Debió de notar la tristeza de mi voz, pues de pronto me tomó del brazo.

—Pobre Derfel. Supongo que se siente avergonzado.

—Sí, señora —repuse, cohibido.

—Fui muy mala —prosiguió en tono compungido—. Pobre Arturo. Pero ¿sabes cómo podríamos recuperarlo a él y vuestra amistad?

—Me gustaría saberlo, señora.

Me soltó el brazo.

—Aplastando a los sajones hasta los huesos, Derfel; así se recuperaría Arturo. ¡La victoria! Da la victoria a Arturo y él nos devolverá su espíritu de antes.

—Los sajones, señora —le advertí— ya tienen media victoria en las manos. —Le conté cuanto sabía: que los sajones campaban por sus fueros en el este y el sur, que nuestras fuerzas se hallaban dispersas y que nuestra única esperanza estribaba en reunir todo el ejército antes de que los sajones llegaran a Corinium, donde la reducida banda de Arturo, compuesta por doscientos lanceros, aguardaba sin más refuerzos. Suponía que Sagramor estaría replegándose hacia Arturo, que Culhwch vendría desde el sur y que yo me dirigiría al norte tan pronto como Issa regresara con Argante. Cuneólas marcharía sin duda desde el norte y Oengus mac Airem avanzaría rápidamente desde el oeste no bien recibiera las nuevas, pero si los sajones llegaban antes a Corinium, ya no habría esperanza.
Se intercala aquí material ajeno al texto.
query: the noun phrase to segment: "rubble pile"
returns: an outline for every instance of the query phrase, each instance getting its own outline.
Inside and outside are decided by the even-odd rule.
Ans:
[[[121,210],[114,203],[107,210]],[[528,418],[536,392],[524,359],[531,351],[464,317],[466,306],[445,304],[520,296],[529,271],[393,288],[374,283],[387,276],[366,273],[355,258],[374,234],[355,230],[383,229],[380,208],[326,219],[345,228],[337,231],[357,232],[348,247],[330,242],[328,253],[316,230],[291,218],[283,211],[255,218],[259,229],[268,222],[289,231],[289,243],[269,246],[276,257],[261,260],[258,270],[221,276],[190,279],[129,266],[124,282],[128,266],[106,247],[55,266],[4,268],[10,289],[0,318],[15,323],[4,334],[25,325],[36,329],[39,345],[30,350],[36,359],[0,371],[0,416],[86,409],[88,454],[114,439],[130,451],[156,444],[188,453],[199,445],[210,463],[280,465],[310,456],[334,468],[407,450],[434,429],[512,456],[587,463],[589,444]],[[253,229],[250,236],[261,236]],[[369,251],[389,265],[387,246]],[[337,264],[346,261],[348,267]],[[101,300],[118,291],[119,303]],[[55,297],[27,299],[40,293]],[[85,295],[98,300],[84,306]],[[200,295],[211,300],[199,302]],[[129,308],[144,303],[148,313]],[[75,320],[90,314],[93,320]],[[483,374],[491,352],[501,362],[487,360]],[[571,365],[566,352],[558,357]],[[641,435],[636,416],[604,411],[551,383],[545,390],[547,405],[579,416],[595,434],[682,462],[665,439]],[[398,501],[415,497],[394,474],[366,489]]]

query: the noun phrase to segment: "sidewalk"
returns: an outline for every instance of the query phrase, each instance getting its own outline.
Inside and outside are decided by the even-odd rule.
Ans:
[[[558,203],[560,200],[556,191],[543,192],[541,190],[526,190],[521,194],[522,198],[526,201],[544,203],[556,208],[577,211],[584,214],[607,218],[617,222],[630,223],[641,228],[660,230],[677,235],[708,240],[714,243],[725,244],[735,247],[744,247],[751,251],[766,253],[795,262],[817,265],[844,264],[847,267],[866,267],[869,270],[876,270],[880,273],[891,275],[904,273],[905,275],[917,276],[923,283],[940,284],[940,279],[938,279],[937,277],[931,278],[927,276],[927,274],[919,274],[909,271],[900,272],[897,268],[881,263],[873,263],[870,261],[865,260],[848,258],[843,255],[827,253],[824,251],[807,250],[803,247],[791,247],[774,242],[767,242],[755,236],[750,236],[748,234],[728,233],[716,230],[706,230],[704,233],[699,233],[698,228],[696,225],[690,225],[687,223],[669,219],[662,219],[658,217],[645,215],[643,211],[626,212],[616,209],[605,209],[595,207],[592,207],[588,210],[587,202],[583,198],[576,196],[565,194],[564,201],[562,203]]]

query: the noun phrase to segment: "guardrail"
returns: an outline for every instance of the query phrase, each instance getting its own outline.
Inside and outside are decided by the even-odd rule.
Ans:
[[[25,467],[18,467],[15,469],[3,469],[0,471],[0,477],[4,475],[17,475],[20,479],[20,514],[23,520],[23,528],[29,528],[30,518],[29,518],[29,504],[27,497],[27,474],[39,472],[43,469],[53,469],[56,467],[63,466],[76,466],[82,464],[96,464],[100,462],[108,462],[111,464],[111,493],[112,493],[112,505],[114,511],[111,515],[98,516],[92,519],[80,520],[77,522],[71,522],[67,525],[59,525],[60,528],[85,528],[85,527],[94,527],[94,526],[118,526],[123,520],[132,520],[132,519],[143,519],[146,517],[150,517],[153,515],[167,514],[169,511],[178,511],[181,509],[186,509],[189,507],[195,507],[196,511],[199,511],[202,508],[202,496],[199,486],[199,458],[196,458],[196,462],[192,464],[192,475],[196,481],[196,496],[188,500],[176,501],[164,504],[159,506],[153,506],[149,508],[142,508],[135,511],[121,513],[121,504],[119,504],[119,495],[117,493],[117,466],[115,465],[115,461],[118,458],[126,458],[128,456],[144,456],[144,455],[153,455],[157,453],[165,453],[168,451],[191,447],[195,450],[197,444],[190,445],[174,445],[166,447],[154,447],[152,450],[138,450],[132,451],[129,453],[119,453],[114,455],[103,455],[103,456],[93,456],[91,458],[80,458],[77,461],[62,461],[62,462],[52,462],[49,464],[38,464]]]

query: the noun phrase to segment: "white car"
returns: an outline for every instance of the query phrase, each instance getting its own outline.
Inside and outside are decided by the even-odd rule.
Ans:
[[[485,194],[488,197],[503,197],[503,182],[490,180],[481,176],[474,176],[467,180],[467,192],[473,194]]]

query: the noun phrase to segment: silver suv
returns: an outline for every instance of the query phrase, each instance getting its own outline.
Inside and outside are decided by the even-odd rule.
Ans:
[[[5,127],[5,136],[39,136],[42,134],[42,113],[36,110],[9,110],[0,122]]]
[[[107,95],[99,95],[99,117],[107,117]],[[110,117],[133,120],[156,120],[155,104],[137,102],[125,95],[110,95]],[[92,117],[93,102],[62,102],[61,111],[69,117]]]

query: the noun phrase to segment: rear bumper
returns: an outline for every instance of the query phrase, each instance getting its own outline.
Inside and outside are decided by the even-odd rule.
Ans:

Aunque ganáramos la carrera y llegáramos a tiempo a Corinium, las esperanzas seguían siendo escasas, pues sin los lanceros de Gwent la diferencia de fuerzas era tan aplastante que sólo un milagro nos salvaría.

—¡Tonterías! —exclamó Ginebra, una vez le hube expuesto la situación—. ¡Arturo ni siquiera ha empezado a luchar! Triunfaremos, Derfel, ¡la victoria es nuestra! —Y con tan categórica afirmación empezó a reírse; olvidó su intocable dignidad y comenzó a bailar a la vera del camino. Todo parecía condenado a perecer, pero Ginebra era libre de pronto, estaba llena de luz y jamás la encontré tan adorable como en aquel momento. Repentinamente, por primera vez desde que divisara las almenaras humeando en la oscuridad de Beltain, me iluminó un rayo de esperanza.

La esperanza se desvaneció enseguida, pues en Dun Carie no hallamos sino caos y misterio. Issa no había regresado y en la pequeña aldea del pie del cerro se hacinaban los refugiados que huían de los rumores, aunque en realidad ninguno había llegado a ver a los sajones. Los refugiados habían llegado con vacas, ovejas, cabras y cerdos, y todos habían convergido en Dun Carie, atraídos por el espejismo de protección que veían en mis lanceros. Por boca de mis criados y esclavos hice correr nuevos rumores de que Arturo se retiraría hacia el oeste del país, hacia la frontera con Kernow, y que yo había tomado la decisión de sacrificar las piaras y rebaños de los refugiados para alimentar a mis hombres. Tales rumores falsos bastaron para que muchas familias se pusieran en marcha hacia la distante frontera con Kernow. En los grandes páramos encontrarían seguridad, y, si marchaban hacia el oeste sus ganados no entorpecerían el paso por los caminos de Corinium. Si me hubiera limitado a ordenarles marchar hacia Kernow habrían recelado y se habrían quedado más tiempo para cerciorarse de mis intenciones.

A la caída de la noche, Issa no había regresado. No me preocupé mucho, todavía, pues Durnovaria se encontraba lejos y, a buen seguro, los caminos estarían atestados de refugiados. Servimos la comida en el salón de festejos y Pyrlig nos cantó la canción de la gran victoria de Uther contra los sajones en Caer Idern. Concluida la canción y recompensado el bardo con una moneda de oro, comenté que en una ocasión había oído la misma canción interpretada por Cynyr de Gwent, cosa que impresionó a Pyrlig.

—Cynyr fue el mejor de los bardos —comentó con nostalgia—, aunque algunos opinan que Amairgin de Gwynedd lo superaba. Ojalá hubiera escuchado a cualquiera de ellos.